Reusing algorithms that other people have written can really speed up computation and lookups, not to mention development time. Some algorithms are so specialized and use computational magic that will have you scratching your head: in that case, you can take the author's word for it (after you confirm their correctness with unit tests).
Take Advantage of CPU Caching and Multithreading
I personally reduce my multidimensional bit arrays to one dimension, optimized for expected traversal.
This way, there is a greater chance of hitting the CPU cache.
In your case, I would also think deeply about the mutability of the data and whether you want to put locks on blocks of bits. With 100MBs of data, you have the potential of running your algorithms in parallel using many threads, if you can structure your data and algorithms to avoid contention.
You may even have a lockless model if you divide up ownership of the blocks of data by thread so no two threads can read or write to the same block. It all depends on your requirements.
Now is a good time to think about these issues. But since no one knows your data and usage better than you do, you must consider design options in the context of your data and usage patterns.
How to implement Radix sort on multi-GPU – same way as on single GPU i.e. by splitting the data then building histograms on separate GPUs and then use merge data back (like bunch of cards)?
That method would work, but I don't think it would be the fastest approach. Specifically, merging histograms for every K bits (K=4 is currently best) would require the keys to be exchanged between GPUs 32/K = 8 times to sort 32-bit integers. Since the memory bandwidth between GPUs (~5GB/s) is much lower than the memory bandwidth on a GPU (~150GB/s) this will kill performance.
A better strategy would be to split the data into multiple parts, sort each part in parallel on a different GPU, and then merge the parts once at the end. This approach requires only one inter-GPU transfer (vs. 8 above) so it will be considerably faster.
Unfortunately this question is not adequately posed. It depends on element size, where the elements begin life in memory, and where you want the sorted elements to end up residing.
Sometimes it's possible to compress the sorted list by storing elements in groups sharing the same common prefix, or you can unique elements on the fly, storing each element once in the sorted list with an associated count. For example, you might sort a huge list of 32-bit integers into 64K distinct lists of 16-bit values, cutting your memory requirement in half.
The general principle is that you want to make the fewest number of passes over the data as possible and that your throughput will almost always correspond to bandwidth constraints associated with your storage policy.
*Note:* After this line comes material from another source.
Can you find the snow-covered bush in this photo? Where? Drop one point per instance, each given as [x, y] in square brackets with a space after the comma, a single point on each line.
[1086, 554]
If your data set exceeds the size of fast memory, you probably want to finish with a merge pass rather than continue to radix sort, as another person has already answered.
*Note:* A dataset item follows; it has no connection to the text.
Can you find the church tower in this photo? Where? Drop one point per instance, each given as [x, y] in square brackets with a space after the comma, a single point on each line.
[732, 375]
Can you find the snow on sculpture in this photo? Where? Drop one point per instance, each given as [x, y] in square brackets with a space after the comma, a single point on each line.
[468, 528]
I'm just getting into GPU architecture and I don't understand the K=4 comment above. I've never seen an architecture yet where such a small K would prove optimal.
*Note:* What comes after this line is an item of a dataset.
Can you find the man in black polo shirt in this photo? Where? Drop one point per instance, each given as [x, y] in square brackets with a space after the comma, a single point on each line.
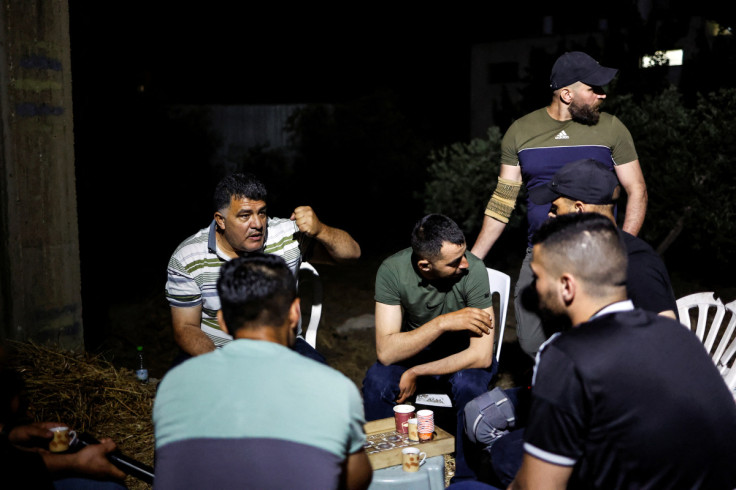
[626, 398]
[589, 186]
I suspect merging histograms is also the wrong approach. I'd probably let the elements fragment in memory rather than merge histograms. Is it that hard to manage meso-scale scatter/gather lists in the GPU fabric? I sure hope not.
Finally, it's hard to conceive of a reason why you would want to involve multiple GPUs for this task. Say your card has 2GB of memory and 60GB/s write bandwidth (that's what my mid-range card is showing). A three pass radix sort (11-bit histograms) requires 6GB of write bandwidth (likely your rate limiting factor), or about 100ms to sort a 2GB list of 32-bit integers. Great, they're sorted, now what? If you need to ship them anywhere else without some kind of preprocessing or compression, the sorting time will be small fish.
In any case, just compiled my first example programs today. There's still a lot to learn. My target application is permutation intensive, which is closely related to sorting. I'm sure I'll weigh in on this subject again in future.